Every idea needs it's supporters. And support based on
feelings and emotion or simply the credibility of the
supporter is reasonably called hype.
But there is good hype and bad hype.
Here are examples of pattern hype.
You decide which is which.
KentBeck and I are well practiced at promotion.
We took
BruceAnderson to dinner after the first
ArchitectureHandbookWorkshop and worked on him for hours.
Finally he had to say enough, enough, I believe already.
--
WardCunningham
It wasn't me, there was a Jewish ventriloquist at the next table! I must admit though that I said something with that meaning. --
BruceAnderson
At the D.C. OOPSLA, I asked everyone in the patterns
workshop to write
Ask me about patterns on their badge.
I know I'm not the only one that did so.
Several conference goers told me they had already
had interesting conversations with other workshop
attendees before me. --
WardCunningham
JimCoplien has argued at PLoP and elsewhere that
too much hype leads to
PatternSkepticism.
I was at a 2 hour seminar last fall where a number of
people, including me, were first introduced to patterns.
Some of them were involved in a new project. It would
take more fingers than I have (10) to count the number of
people who left talking about how patterns were going to
be their salvation -- their magic methodology.
Most, if not all, now see them as a useful resource, not
as the only "tool" they need.
--
BobHanmer
Maybe
GettingUpToSpeed was not convincing enough. --
MartineDevos
Computer Aided Pattern Engineering (CAPE -- vs CASE) or should it be called Pattern Aided Software Engineering? I have talked to some people who, in earnest, look forward to the day when we can generate software systems by inputing patterns.

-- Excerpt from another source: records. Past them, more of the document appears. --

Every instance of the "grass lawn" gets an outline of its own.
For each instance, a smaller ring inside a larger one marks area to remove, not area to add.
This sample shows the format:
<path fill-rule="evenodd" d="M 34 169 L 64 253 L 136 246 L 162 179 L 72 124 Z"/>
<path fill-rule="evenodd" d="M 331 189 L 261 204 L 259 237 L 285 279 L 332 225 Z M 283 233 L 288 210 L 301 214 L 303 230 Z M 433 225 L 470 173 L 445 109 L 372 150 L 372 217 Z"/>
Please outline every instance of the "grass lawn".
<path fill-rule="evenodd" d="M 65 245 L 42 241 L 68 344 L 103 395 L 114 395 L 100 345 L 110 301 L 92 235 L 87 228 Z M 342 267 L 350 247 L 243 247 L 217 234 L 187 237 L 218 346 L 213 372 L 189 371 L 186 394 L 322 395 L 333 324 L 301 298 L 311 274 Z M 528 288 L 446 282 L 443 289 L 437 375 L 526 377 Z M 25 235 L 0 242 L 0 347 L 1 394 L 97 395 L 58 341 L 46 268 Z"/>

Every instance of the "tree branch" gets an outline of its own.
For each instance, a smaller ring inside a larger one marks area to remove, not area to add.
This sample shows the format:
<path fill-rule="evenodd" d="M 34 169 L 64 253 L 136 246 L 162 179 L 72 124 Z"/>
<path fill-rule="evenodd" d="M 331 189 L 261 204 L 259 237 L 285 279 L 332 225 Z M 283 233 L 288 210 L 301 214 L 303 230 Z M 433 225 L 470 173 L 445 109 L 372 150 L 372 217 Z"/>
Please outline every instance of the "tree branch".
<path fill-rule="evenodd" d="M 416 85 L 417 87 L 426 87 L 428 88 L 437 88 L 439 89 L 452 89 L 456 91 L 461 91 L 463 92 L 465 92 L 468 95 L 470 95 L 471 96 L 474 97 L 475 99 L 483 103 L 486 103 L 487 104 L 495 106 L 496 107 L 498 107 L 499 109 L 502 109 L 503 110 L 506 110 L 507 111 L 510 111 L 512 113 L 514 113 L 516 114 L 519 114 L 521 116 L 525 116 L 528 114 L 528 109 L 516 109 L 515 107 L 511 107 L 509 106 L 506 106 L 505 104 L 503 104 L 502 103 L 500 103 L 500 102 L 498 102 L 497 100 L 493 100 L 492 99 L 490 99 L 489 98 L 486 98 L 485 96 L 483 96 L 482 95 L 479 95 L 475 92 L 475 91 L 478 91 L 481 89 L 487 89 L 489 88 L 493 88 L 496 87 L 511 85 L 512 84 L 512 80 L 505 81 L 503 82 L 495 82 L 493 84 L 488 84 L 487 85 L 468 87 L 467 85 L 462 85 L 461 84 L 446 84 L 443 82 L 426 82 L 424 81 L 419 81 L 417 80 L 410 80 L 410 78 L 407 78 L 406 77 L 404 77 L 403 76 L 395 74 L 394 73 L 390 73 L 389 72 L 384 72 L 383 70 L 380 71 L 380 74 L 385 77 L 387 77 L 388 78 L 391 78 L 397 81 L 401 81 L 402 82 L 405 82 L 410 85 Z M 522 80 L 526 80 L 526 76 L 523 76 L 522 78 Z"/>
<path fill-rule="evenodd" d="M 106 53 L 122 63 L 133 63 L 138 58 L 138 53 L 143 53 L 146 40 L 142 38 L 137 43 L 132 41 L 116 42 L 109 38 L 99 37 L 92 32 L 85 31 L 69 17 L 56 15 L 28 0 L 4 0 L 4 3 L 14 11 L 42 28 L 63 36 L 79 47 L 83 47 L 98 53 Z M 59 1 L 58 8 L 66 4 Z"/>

There may be merit to some of these efforts, but the idea can backfire and cause people to become skeptical of the patterns (remember when expert systems were all the rage and
was AI to many people, or when high level management thought that CASE tools would eliminate the need for programmers). What do you think about
PatternAidedSoftwareEngineering?
-
ToddCoram
Technology sometimes overtakes yesterday's patterns,
so they're tomorrow's automatically generated code.
At that point, they cease to be important to me as
patterns. The literature becomes less important,
because the knowledge can be captured in a tool.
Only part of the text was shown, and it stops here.